Cain said he planned on nominating Dick George, another newly elected member, as president. Cain said he became impressed with George's ability and character while he and George, as councilmen-elect, sat through budget meetings with the council.

"I got to know him, and saw his character and attributes," Cain said. "I would like to have had at least a chance to nominate him."

Cain said there were no hard feelings over the way things were done and that he will do his best to work with McCammon and Cook.

McCammon and Cook, asked later if their actions were rehearsed, said they were not.

D. Lloyd Reichard, the council's lawyer, said the council members were within their rights to close nominations immediately after a single nomination was moved, even if the action prevented further nominations.

McCammon succeeds Douglas Tengler as president. Tengler did not seek re-election.

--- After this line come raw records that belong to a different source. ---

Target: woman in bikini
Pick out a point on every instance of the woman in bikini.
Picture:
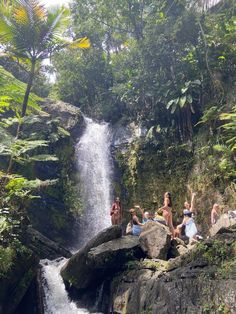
(116, 212)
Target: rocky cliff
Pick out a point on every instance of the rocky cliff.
(201, 279)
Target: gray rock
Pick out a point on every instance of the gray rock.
(155, 240)
(113, 254)
(44, 247)
(225, 221)
(76, 271)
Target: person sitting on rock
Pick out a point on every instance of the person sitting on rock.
(116, 212)
(159, 218)
(190, 226)
(147, 217)
(167, 212)
(215, 213)
(179, 231)
(136, 224)
(190, 206)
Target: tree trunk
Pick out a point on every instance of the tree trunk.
(28, 89)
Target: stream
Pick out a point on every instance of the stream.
(95, 169)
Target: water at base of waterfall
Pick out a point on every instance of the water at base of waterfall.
(94, 168)
(94, 165)
(56, 300)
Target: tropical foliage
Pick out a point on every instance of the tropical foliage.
(31, 34)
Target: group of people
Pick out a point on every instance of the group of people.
(187, 229)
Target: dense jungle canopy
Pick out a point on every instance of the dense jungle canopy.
(167, 66)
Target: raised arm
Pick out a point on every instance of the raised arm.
(192, 202)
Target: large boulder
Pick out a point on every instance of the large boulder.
(115, 253)
(43, 247)
(155, 240)
(76, 271)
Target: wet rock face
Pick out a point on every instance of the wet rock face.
(180, 291)
(77, 271)
(113, 254)
(155, 240)
(44, 247)
(195, 282)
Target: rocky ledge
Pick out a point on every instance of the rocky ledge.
(197, 279)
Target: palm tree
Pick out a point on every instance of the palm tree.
(31, 33)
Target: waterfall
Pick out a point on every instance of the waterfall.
(94, 165)
(55, 296)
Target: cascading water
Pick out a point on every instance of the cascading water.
(55, 296)
(94, 165)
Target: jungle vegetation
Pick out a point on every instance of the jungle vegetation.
(167, 65)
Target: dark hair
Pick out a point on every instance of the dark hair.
(188, 214)
(168, 195)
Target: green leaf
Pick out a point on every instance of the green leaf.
(182, 101)
(173, 108)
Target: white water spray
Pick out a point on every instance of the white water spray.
(94, 165)
(55, 296)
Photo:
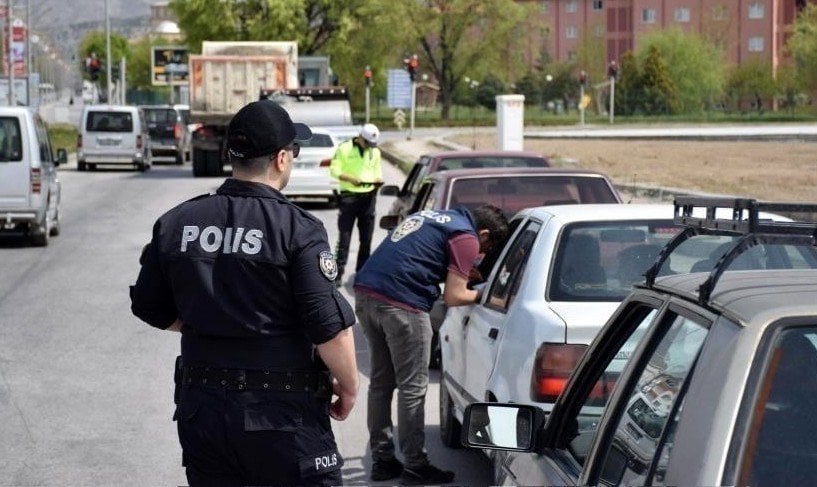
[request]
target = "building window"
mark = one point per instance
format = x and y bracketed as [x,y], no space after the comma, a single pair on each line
[720,12]
[756,10]
[756,44]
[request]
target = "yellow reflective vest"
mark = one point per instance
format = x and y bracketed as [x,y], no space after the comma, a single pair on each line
[348,160]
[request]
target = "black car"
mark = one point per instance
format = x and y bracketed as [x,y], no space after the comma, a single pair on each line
[168,133]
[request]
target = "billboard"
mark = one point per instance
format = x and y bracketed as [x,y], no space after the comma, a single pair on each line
[168,65]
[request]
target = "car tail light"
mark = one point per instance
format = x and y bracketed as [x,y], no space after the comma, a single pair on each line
[552,367]
[36,180]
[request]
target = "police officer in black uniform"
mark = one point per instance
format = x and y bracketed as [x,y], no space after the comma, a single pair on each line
[247,278]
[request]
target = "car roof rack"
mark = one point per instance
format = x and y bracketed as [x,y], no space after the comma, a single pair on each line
[745,223]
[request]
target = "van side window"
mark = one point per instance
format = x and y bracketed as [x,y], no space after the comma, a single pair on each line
[11,148]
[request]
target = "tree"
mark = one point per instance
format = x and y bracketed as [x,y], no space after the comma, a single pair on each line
[312,23]
[659,93]
[694,65]
[459,38]
[803,46]
[751,83]
[95,43]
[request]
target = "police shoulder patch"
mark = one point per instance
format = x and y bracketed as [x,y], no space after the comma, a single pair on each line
[409,225]
[327,264]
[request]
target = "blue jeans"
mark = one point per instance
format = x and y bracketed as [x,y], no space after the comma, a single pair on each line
[400,348]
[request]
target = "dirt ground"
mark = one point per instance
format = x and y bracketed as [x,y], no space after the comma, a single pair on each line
[767,170]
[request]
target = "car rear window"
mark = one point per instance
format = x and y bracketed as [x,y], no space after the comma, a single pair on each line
[160,115]
[10,141]
[600,261]
[317,140]
[109,122]
[513,193]
[494,161]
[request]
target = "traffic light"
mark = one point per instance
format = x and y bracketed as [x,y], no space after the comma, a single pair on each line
[612,70]
[412,65]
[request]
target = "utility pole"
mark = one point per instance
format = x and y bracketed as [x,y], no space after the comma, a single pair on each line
[108,50]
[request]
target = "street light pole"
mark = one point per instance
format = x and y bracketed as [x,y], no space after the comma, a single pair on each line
[108,50]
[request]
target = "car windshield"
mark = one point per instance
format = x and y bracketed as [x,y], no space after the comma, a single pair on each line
[513,193]
[317,140]
[490,161]
[109,122]
[600,261]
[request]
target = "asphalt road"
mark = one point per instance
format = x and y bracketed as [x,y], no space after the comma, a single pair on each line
[86,390]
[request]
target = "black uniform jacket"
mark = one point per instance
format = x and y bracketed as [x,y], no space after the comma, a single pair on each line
[249,274]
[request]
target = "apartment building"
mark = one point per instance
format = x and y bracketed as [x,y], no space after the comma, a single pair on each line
[744,29]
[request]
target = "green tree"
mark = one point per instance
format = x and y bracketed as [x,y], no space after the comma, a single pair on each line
[751,83]
[694,65]
[629,86]
[95,42]
[459,38]
[313,23]
[659,94]
[803,46]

George, a retired Waynesboro schoolteacher, succeeds outgoing Councilman Clint Barkdoll to represent Ward 1. Barkdoll, who was appointed a year ago to fill out an unexpired term, chose not to seek re-election.

The third new council member sworn in by Mayor Louis Barlup Monday was A.J. Benchoff. He replaces Allen Porter in Ward 3. Porter, who served six years, the first two of which were appointed, did not run again.

Before the reorganization, the old council under Tengler held a 15-minute executive session about legal matters. When the members emerged, Tengler announced that the council authorized itself to take legal action against the Pennsylvania Housing Finance Agency in Harrisburg, Pa., the agency funding a controversial 22-unit, low- and moderate-income rental housing complex near the Wayne Gardens neighborhood.

It is being built by the Franklin County Housing Authority. The council, along with a group of Wayne Gardens residents, has been fighting the project, with Tengler and Barkdoll leading the council's effort.

Tengler said after he stepped down Monday that he and Wayne Gardens residents were forming a citizens group called FROG, or Friends of Wayne Gardens, to continue the fight against the project.

He and Barkdoll say there is a need for moderate-income housing in Waynesboro, but it should be owner-occupied, not rental property, so people living in the units can break the yoke of poverty through home ownership.

Neither Tengler nor Barkdoll would say what kind of legal action would be taken against the Pennsylvania Housing Finance Agency.